In other words, as a white business owner he can't simply take charge of the change, and approach runners of color with an "Oh, come join us!" he says. "That's not the way to do it. It's like what Eric and Regina and Carmen are doing, making their own group, so let's support them."
'How do you go out and meet your neighbors?'
We saw firsthand how Run This Town events naturally build relationships and build conversations.
As everyone hit the trail, this reporter tagged along to take photos and ask questions. We got into a long discussion with Ramon Harbin, board member with the young men's mentorship group Men of Purpose.
He was also shooting photos. "I'm a photographer
, and I like to document positive change," he says.
Harbin got into his life story. He's 43, a former Muslim, now Christian. "I have four boys, one in the oven now." He moved to Kalamazoo from Minneapolis in 2013. "I knew (George) Floyd, personally," he says, quietly.
He feels that many young men in Kalamazoo, compared to Minneapolis, have no ambition. "There's no hope, so they say 'f--- - it, I'm just going to sell drugs or take the loser's way out.' I go, No! We can't do that! Life is too valuable," he says.
"I want to show them a tangible example that anybody can do it. You're talking to a guy who was drug-dealing on the streets of Chicago, who was a gangbanger when he was 9, was supposed to be dead by the time he was 21, tried to kill himself when he was 27 with a gun, and I'm still here."
He's frustrated with how "we dance around the issues," he says.
The Black community has to get out into society, into the wider conversation, participate in events that get them out into the wider community, he says. Many people "jump on the bandwagon," Harbin says, but "we need people to control the bandwagon."
"It starts with a desire, of wanting more for ourselves, first of all.... You want more, you desire more, you do more. You figure out, where do I plugin? Where do I help?"

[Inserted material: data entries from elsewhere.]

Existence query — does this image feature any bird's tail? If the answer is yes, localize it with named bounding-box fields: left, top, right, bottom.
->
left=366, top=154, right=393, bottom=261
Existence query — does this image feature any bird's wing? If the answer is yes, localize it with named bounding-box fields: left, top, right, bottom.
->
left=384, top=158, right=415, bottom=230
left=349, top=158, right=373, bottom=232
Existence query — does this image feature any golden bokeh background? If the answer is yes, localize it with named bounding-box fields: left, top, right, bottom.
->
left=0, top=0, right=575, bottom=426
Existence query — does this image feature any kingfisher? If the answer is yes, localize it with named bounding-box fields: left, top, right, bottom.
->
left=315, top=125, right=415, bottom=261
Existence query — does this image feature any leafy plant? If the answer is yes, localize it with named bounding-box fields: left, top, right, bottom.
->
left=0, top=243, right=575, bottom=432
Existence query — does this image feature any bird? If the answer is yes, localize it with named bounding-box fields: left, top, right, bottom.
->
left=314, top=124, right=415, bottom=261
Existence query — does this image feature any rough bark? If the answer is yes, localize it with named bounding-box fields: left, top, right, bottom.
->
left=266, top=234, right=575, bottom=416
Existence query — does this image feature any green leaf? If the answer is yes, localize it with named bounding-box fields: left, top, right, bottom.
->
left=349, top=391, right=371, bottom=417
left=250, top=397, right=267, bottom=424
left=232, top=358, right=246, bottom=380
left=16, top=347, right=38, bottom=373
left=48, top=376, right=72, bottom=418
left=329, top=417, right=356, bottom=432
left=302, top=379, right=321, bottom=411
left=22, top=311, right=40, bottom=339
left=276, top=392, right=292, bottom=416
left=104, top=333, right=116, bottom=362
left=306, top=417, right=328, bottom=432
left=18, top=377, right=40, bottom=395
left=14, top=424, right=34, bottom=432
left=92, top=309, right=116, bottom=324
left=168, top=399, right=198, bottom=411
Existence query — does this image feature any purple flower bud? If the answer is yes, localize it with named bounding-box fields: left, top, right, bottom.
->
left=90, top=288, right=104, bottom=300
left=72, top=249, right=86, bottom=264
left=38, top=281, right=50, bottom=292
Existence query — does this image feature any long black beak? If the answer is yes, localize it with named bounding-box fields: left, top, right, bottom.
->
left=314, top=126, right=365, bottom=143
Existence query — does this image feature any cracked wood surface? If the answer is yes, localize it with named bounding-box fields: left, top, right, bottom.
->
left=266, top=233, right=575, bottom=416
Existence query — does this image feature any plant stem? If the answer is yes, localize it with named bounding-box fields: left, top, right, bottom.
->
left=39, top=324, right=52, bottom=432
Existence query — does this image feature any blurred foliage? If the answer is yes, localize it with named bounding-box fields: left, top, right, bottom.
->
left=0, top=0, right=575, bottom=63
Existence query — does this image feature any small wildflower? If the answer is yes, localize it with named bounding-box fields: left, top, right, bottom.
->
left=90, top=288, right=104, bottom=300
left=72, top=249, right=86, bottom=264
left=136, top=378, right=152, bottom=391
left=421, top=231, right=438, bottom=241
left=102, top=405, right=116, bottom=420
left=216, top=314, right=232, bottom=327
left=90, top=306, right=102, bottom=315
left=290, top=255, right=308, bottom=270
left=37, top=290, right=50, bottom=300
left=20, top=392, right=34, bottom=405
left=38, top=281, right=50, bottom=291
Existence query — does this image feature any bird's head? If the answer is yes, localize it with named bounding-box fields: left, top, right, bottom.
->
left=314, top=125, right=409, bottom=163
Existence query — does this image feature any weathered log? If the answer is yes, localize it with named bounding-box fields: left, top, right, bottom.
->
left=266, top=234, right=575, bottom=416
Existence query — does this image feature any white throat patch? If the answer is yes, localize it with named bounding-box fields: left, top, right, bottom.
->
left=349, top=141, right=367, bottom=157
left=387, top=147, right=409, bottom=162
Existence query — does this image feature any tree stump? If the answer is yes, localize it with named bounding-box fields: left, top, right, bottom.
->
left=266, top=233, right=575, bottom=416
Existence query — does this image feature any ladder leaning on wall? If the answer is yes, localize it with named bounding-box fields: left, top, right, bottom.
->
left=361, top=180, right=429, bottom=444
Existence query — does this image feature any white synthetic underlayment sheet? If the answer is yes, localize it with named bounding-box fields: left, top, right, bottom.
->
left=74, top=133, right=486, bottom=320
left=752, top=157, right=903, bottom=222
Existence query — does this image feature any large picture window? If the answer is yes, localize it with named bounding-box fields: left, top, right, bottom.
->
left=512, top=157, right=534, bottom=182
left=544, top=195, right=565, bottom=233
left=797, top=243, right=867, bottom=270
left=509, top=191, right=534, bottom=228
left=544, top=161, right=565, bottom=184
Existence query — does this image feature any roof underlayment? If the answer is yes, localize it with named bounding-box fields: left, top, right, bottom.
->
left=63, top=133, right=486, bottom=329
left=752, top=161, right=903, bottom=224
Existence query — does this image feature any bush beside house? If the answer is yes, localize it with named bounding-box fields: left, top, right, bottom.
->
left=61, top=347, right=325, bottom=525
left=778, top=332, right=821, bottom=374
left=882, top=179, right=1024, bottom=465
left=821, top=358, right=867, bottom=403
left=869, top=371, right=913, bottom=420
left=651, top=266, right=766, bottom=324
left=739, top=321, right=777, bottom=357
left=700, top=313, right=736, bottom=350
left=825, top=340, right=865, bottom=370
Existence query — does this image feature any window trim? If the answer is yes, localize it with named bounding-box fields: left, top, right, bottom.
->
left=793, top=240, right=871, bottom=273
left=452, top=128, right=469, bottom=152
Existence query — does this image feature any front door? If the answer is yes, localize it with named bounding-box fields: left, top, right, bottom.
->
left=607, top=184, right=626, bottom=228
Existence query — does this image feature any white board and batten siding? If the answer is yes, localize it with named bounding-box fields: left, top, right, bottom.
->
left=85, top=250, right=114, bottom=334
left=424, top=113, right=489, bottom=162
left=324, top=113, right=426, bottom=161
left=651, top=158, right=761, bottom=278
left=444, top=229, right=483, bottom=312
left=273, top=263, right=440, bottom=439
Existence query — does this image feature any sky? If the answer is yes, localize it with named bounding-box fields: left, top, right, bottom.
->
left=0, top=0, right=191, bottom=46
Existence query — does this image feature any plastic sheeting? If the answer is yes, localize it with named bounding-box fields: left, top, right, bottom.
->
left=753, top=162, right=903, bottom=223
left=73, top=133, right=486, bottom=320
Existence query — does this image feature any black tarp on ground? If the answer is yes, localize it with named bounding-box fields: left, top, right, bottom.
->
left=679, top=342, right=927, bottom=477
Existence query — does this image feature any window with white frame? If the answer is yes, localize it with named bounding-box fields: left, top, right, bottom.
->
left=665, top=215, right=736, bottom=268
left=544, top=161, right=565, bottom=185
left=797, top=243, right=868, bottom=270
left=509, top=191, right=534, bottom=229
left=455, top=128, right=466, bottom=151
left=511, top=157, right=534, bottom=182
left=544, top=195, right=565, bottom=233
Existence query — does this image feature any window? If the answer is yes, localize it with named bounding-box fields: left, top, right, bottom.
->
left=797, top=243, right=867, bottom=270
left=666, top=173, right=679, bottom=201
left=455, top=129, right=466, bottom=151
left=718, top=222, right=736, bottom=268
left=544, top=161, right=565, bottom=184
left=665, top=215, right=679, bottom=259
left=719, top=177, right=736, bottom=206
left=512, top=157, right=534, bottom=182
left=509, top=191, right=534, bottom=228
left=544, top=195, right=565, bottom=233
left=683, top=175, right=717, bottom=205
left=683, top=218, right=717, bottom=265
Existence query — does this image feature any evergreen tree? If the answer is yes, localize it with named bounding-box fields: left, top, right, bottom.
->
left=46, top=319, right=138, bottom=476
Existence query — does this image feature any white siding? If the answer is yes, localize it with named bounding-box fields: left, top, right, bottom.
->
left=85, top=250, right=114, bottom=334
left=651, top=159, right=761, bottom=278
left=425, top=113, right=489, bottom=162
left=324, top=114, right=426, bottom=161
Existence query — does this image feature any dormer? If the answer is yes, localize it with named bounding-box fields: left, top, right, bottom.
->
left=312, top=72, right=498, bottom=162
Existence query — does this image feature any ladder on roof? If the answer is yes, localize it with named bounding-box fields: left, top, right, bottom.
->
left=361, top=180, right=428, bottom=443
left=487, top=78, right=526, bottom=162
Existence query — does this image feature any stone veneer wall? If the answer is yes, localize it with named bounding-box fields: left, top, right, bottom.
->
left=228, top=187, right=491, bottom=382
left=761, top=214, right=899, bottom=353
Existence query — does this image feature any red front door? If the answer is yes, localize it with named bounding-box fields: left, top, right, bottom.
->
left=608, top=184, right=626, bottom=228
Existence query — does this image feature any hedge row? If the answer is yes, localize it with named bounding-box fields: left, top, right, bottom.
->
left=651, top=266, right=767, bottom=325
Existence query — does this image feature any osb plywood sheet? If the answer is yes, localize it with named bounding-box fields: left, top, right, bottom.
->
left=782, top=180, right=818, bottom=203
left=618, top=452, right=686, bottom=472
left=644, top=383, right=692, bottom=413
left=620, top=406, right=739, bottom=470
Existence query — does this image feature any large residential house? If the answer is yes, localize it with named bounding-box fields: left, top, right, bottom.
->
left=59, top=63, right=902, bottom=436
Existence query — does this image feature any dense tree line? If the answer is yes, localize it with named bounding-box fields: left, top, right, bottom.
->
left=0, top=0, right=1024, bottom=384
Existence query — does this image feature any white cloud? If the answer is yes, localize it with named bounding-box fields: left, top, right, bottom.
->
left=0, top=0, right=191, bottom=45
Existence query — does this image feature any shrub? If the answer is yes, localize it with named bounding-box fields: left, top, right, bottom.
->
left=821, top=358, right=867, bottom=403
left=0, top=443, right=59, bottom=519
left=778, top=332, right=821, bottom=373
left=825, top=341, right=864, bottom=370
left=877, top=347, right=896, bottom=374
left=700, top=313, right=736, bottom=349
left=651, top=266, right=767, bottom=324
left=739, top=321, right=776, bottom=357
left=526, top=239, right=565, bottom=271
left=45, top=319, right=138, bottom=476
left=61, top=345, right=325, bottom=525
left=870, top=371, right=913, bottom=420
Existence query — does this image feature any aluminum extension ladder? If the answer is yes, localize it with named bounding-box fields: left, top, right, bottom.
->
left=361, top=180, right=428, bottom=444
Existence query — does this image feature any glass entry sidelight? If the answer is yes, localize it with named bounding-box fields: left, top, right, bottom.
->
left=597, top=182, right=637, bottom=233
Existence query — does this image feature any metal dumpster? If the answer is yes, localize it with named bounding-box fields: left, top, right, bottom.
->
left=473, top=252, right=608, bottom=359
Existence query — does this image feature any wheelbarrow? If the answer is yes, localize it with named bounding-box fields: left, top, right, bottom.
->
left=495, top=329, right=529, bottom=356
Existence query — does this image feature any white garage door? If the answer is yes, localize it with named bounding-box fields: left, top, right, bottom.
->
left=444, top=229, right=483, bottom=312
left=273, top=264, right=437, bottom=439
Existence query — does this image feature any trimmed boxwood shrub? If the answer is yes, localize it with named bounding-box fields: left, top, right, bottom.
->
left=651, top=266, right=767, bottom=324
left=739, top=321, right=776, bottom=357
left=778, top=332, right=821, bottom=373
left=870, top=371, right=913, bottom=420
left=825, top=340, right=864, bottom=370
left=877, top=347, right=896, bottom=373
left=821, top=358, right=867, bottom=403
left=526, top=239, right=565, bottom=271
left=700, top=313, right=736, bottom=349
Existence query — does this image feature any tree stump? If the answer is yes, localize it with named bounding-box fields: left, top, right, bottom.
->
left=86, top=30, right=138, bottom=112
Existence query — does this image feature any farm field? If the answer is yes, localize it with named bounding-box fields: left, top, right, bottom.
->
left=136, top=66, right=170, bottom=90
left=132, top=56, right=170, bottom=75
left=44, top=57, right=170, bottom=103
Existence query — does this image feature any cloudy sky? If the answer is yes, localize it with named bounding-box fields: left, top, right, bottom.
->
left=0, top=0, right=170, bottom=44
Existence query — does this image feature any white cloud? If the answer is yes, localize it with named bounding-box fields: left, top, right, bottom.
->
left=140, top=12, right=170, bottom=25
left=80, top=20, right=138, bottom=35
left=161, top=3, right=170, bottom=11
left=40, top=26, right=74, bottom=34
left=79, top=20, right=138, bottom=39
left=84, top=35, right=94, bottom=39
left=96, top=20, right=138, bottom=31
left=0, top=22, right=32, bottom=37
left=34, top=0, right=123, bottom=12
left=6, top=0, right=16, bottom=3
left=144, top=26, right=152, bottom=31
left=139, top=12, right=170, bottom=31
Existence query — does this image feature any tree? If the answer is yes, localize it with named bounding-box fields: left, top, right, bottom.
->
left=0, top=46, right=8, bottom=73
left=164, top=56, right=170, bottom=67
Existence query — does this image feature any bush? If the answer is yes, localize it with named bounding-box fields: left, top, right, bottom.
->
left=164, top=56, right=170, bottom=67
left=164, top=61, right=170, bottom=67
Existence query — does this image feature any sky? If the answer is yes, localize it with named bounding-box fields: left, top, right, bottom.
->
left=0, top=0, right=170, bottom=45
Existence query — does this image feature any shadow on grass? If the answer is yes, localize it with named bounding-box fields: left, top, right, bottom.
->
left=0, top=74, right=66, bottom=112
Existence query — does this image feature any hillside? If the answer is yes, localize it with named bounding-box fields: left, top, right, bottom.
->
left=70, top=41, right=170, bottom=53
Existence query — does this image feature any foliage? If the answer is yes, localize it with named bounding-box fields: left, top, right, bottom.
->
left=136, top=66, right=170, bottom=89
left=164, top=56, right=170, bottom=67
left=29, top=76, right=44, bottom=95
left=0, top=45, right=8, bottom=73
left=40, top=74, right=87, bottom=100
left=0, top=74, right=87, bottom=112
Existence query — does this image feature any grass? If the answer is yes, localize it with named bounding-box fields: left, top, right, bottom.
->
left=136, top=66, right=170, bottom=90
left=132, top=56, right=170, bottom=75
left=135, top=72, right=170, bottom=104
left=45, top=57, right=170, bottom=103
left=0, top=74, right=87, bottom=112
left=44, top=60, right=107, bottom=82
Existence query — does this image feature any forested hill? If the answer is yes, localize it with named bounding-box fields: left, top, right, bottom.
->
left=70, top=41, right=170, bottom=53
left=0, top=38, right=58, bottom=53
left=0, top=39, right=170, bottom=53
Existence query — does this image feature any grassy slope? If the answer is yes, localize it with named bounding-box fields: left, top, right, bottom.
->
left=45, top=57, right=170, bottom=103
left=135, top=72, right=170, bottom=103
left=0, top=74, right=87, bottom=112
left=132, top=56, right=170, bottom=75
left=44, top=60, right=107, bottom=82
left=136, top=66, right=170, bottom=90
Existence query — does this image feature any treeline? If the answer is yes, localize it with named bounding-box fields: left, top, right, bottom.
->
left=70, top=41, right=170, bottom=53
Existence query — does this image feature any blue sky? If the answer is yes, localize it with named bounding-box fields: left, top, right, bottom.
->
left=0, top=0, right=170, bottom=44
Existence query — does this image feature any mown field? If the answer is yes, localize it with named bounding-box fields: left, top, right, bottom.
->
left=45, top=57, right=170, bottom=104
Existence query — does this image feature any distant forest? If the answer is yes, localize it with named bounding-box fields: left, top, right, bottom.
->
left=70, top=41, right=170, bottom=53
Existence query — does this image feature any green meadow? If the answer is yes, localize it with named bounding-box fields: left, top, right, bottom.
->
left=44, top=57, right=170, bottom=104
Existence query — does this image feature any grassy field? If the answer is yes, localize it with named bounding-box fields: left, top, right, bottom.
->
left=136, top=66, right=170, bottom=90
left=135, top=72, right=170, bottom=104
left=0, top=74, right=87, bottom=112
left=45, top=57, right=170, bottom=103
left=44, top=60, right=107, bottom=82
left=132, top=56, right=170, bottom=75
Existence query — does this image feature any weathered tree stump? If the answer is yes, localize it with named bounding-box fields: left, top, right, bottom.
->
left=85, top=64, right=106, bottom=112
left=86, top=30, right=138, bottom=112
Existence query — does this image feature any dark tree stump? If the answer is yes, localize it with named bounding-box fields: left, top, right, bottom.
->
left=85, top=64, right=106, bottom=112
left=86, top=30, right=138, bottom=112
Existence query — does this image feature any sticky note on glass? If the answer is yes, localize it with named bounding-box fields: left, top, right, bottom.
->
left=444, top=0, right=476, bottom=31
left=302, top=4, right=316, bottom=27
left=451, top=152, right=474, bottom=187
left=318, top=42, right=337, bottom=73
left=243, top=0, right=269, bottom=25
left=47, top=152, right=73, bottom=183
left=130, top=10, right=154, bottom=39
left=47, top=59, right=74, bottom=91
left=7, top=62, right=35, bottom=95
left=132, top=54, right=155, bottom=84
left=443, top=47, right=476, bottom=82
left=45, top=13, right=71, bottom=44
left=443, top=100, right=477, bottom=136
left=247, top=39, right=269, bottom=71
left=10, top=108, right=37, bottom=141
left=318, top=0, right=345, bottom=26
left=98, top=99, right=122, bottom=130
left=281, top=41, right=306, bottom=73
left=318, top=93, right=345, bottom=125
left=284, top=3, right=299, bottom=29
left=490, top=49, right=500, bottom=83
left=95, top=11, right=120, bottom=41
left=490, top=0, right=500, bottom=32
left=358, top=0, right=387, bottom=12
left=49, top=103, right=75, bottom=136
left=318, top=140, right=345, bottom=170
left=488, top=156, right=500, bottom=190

He affectionately points out a few youth walking with him, "these knuckleheads -- er, young men," as the reason he was walking for something more than just fitness.
"Somebody has to sacrifice, and teach, and say, okay, let me take you by the hand," he says.
"Or, hell, just say hello, kind of like what you're doing. That's where it starts -- 'Hey, how you guys doing?'"
He thinks of a "Sesame Street" segment he saw as a kid, that asked, "How do you go out and meet your neighbors? Just go out and say, 'Hello.' It's not that hard!"